Yellow Pages analyzes big data 10-20 times faster with Tableau, Cloudera, and AtScale


Yellow Pages Canada offers information on local businesses, products, and services. The company works with billions of rows of data—so big that they collected 57 billion rows within just 25 months. The enterprise data team at Yellow Pages stores this data in a Cloudera Hadoop data lake — and then analyzes the data in Tableau with help from Tableau and Cloudera Partner, AtScale. Today, the team is analyzing live data—fast—with Tableau Desktop and then sharing insights across the enterprise by publishing to either Tableau Server or Tableau Cloud. In this video, Richard Langlois, Enterprise Data Management Director speaks about his experience running Tableau and AtScale on top of Hadoop. Today, the team can analyze big data 10 to 20 times faster leading to better, faster decision making.

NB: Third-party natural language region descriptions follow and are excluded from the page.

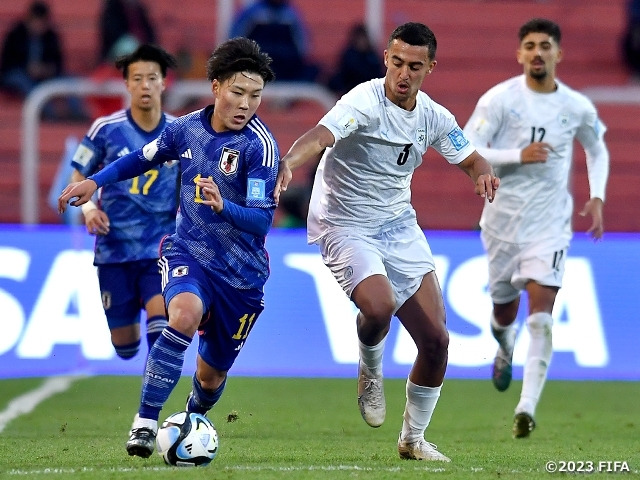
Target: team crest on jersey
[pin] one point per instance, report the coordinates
(256, 189)
(458, 139)
(82, 155)
(229, 161)
(150, 149)
(180, 271)
(563, 118)
(106, 300)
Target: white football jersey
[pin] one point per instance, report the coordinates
(363, 181)
(534, 201)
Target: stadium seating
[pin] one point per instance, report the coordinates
(477, 43)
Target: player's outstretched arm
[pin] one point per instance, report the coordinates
(480, 171)
(593, 208)
(309, 146)
(81, 191)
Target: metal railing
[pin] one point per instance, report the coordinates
(176, 94)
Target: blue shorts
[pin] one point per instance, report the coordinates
(229, 313)
(125, 288)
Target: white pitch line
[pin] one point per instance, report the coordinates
(27, 402)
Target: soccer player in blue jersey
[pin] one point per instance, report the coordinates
(215, 265)
(131, 216)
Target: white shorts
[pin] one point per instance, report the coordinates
(401, 254)
(511, 266)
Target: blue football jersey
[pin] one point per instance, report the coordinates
(141, 210)
(244, 165)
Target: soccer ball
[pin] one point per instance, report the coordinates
(187, 439)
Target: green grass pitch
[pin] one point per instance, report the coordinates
(282, 428)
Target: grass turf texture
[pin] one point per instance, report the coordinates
(311, 428)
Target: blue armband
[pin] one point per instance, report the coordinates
(256, 221)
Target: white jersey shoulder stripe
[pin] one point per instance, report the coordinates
(269, 149)
(119, 116)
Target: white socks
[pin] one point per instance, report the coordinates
(421, 402)
(538, 359)
(505, 336)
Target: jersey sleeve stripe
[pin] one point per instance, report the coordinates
(269, 150)
(119, 116)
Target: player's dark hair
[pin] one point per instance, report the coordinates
(236, 55)
(541, 25)
(146, 53)
(39, 9)
(415, 33)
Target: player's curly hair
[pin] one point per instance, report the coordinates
(236, 55)
(146, 53)
(415, 33)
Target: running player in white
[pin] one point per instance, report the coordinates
(361, 217)
(525, 127)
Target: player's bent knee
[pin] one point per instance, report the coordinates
(540, 322)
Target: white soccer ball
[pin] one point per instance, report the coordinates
(187, 439)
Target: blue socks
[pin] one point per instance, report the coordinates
(162, 372)
(155, 325)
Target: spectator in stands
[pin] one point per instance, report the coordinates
(32, 54)
(359, 62)
(124, 17)
(280, 31)
(631, 38)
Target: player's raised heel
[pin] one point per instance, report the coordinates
(502, 370)
(141, 442)
(420, 450)
(523, 425)
(371, 400)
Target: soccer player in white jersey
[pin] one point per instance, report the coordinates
(132, 216)
(525, 127)
(215, 265)
(361, 217)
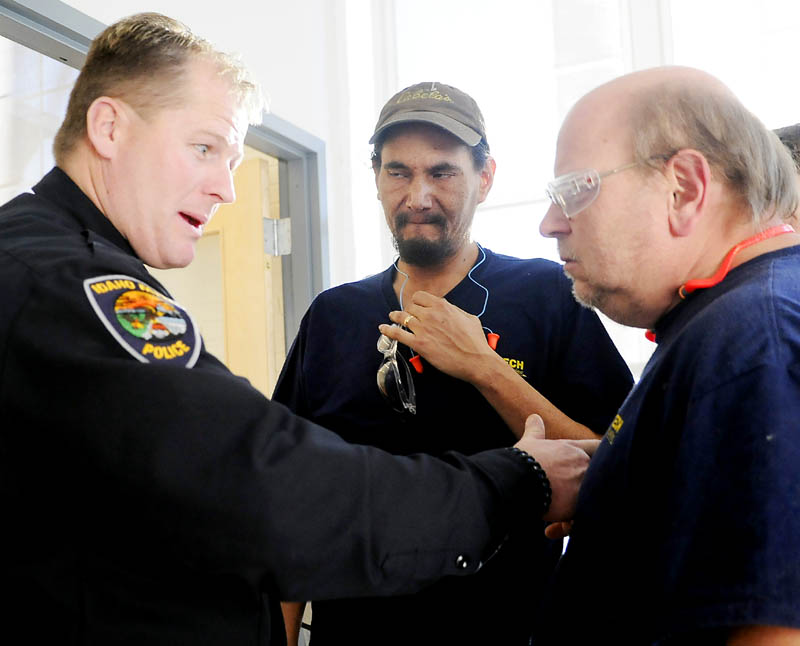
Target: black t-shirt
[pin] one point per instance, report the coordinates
(689, 517)
(558, 346)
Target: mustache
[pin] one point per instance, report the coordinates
(402, 219)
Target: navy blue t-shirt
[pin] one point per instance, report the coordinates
(689, 517)
(558, 346)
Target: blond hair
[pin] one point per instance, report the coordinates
(142, 59)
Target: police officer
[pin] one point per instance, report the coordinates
(149, 495)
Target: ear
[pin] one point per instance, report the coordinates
(689, 176)
(487, 178)
(104, 122)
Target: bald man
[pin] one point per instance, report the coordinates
(671, 206)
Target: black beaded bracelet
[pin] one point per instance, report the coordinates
(544, 481)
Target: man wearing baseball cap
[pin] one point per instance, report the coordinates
(480, 341)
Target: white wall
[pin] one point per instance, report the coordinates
(296, 49)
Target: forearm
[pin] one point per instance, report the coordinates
(514, 400)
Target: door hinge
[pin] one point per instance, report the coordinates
(277, 236)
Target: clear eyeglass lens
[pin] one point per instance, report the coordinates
(575, 191)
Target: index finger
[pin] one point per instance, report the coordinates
(588, 446)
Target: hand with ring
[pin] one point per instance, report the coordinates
(443, 334)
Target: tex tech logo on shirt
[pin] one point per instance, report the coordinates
(150, 326)
(612, 431)
(517, 364)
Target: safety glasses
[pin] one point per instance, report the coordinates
(575, 191)
(394, 377)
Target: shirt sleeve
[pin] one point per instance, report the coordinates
(158, 467)
(737, 485)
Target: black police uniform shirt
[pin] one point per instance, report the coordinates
(688, 521)
(558, 346)
(149, 496)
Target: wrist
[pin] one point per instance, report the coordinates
(546, 491)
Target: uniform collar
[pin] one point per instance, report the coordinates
(58, 188)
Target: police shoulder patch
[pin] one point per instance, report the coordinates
(149, 325)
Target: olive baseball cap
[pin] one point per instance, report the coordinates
(441, 105)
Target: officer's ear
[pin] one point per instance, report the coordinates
(105, 120)
(689, 176)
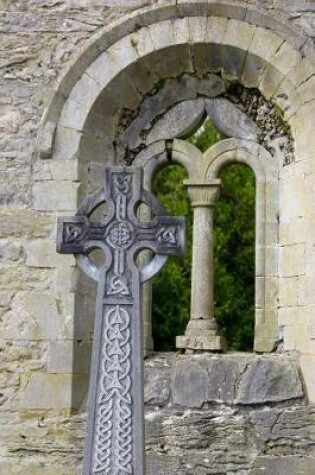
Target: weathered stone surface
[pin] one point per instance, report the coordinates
(269, 380)
(189, 383)
(48, 391)
(28, 321)
(157, 385)
(39, 39)
(288, 465)
(179, 122)
(230, 120)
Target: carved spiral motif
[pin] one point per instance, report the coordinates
(120, 234)
(113, 438)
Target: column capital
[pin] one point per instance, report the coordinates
(203, 192)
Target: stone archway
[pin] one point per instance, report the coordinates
(111, 88)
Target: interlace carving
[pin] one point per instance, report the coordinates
(167, 236)
(115, 438)
(113, 442)
(117, 286)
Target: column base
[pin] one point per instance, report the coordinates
(201, 343)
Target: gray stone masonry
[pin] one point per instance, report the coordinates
(205, 414)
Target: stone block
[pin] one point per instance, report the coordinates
(156, 386)
(103, 69)
(265, 43)
(233, 61)
(58, 170)
(48, 391)
(34, 316)
(201, 342)
(306, 294)
(285, 58)
(25, 223)
(270, 82)
(10, 252)
(189, 383)
(197, 29)
(11, 468)
(269, 380)
(307, 363)
(55, 195)
(42, 253)
(74, 114)
(141, 40)
(239, 34)
(124, 51)
(216, 28)
(67, 356)
(292, 260)
(288, 291)
(284, 465)
(161, 34)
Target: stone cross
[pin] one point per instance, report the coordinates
(115, 435)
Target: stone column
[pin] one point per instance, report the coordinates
(146, 291)
(202, 330)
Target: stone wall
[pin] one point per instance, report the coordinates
(193, 430)
(205, 414)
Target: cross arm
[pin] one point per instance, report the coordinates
(74, 233)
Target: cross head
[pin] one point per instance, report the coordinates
(115, 431)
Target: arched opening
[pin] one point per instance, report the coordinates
(234, 257)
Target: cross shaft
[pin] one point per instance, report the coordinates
(115, 435)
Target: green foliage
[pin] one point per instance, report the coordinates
(234, 255)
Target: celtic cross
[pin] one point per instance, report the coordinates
(115, 435)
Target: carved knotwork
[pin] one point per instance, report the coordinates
(115, 417)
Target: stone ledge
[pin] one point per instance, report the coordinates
(235, 379)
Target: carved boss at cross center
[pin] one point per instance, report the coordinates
(115, 435)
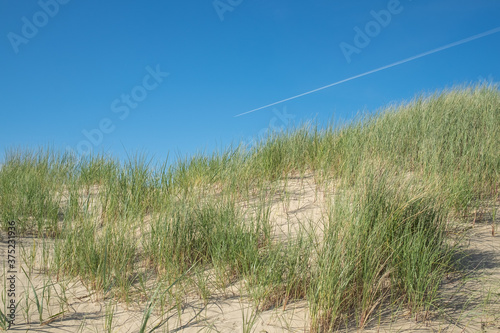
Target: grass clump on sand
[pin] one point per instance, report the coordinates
(205, 222)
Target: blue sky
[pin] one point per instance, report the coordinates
(84, 75)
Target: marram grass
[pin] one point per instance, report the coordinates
(203, 222)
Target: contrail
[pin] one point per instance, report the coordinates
(460, 42)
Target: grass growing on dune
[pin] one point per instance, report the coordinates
(400, 174)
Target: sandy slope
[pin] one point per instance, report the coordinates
(468, 305)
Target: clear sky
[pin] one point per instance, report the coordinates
(170, 76)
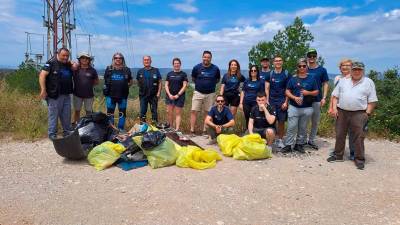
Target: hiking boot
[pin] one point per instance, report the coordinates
(299, 148)
(286, 149)
(212, 141)
(360, 165)
(334, 159)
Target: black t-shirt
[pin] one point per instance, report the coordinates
(118, 80)
(175, 81)
(63, 74)
(84, 81)
(259, 117)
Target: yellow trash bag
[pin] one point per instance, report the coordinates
(104, 155)
(252, 147)
(161, 156)
(227, 142)
(196, 158)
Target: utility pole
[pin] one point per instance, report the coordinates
(59, 19)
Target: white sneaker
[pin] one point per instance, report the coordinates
(280, 144)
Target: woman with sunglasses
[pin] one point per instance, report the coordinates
(117, 79)
(250, 88)
(301, 91)
(230, 86)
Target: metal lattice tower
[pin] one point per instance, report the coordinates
(59, 19)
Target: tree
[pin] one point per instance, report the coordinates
(291, 43)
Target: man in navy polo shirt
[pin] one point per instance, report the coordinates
(275, 87)
(321, 76)
(219, 119)
(205, 77)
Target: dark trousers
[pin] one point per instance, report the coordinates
(356, 122)
(246, 110)
(144, 102)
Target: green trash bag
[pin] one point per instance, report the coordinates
(104, 155)
(227, 142)
(252, 147)
(196, 158)
(161, 156)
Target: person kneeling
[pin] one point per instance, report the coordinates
(219, 120)
(262, 119)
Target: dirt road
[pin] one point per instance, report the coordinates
(39, 187)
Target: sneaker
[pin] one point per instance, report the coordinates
(299, 148)
(286, 149)
(279, 143)
(212, 141)
(360, 165)
(312, 145)
(334, 159)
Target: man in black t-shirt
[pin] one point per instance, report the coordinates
(56, 86)
(262, 119)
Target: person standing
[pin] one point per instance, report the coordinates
(175, 86)
(56, 86)
(354, 100)
(219, 120)
(230, 85)
(275, 87)
(301, 91)
(205, 76)
(117, 80)
(150, 84)
(321, 76)
(84, 80)
(262, 119)
(250, 88)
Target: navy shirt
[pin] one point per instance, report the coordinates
(321, 75)
(259, 117)
(220, 118)
(175, 81)
(277, 86)
(205, 78)
(232, 83)
(119, 79)
(251, 88)
(296, 84)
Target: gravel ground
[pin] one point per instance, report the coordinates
(39, 187)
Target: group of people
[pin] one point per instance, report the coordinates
(268, 98)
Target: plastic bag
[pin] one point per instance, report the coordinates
(104, 155)
(161, 156)
(227, 142)
(196, 158)
(252, 147)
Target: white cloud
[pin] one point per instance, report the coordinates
(116, 13)
(186, 6)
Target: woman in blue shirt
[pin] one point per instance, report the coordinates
(230, 86)
(301, 91)
(250, 88)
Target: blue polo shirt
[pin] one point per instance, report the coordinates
(321, 76)
(232, 83)
(251, 88)
(205, 78)
(220, 118)
(296, 84)
(277, 86)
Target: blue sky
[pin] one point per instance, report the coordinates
(366, 30)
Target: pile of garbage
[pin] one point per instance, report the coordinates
(104, 146)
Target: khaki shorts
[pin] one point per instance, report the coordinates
(77, 102)
(205, 100)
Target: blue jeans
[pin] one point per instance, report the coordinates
(144, 102)
(59, 108)
(111, 103)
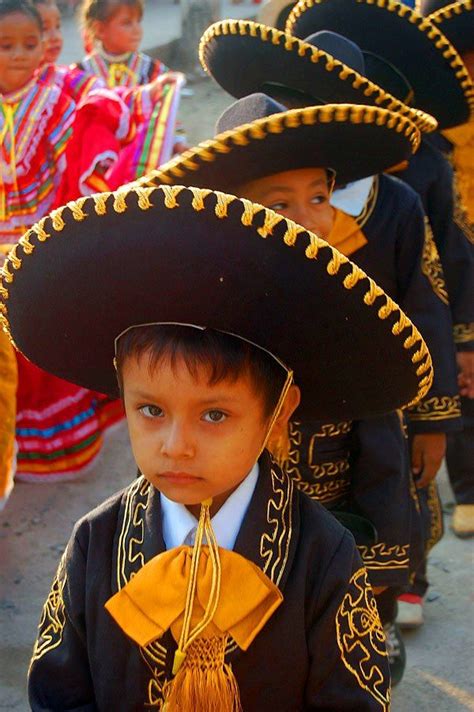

Tableau: How big is the database that you’re working with? Richard Langlois, Enterprise Data Management Director: The size of the database we're using, one table we have 57 billion rows. This is only for 25 months of data. So we do a rolling 25. So if you want to do all that on Hadoop—even if you have something like Hadoop—it's fast, but it might not be fast enough. Tableau: Can you talk about your experience with AtScale and Tableau? Richard: Actually, to connect Tableau to AtScale, it's like connecting to any other sources. And Tableau is quite good at connecting to a lot of different sources. And the job of that AtScale is to intercept the query that Tableau does, create, aggregate behind the scene, and rewrite the SQL that Tableau generates so that the user will never know. Now, but when you're trying to do analysis and you don't want to slow people's line of thought, right? They have something they're trying to solve. So if they can have an answer back much faster it's great.

We got anything from 10 to about 20 times faster. So on Hadoop, Impala, that's the recipe—10 to 20 times faster using AtScale. So Tableau now just runs super fast on our implementation. Everybody is faster.

Tableau: How much time have you saved? Richard: And when we did that, we got anything from 10 to about 20 times faster. So on Hadoop, Impala—that's the recipe—10 to 20 times faster using AtScale. So Tableau now just runs super fast on our implementation. Everybody is faster with that one. So by adding the AtScale pieces to it, the aggregates could give you a 10 times’ improvement. So that's the point—you're getting ten times faster, so the two minutes, one actually. In fact, it's even more. And so it's extremely responsive and we have been doing a couple of events because we're so happy with the result. Tableau: Can you tell us about your Tableau deployment? Richard: We're playing with different types of Tableau licenses. We have Tableau Cloud, we have Tableau Desktop, and we have Tableau Server. So we're working on the Server side for our on-premise Hadoop implementation. That's one of the thing we do...So for stuff that marketing produces, they produce an extract, put it (in) Online, and then the users can connect to it.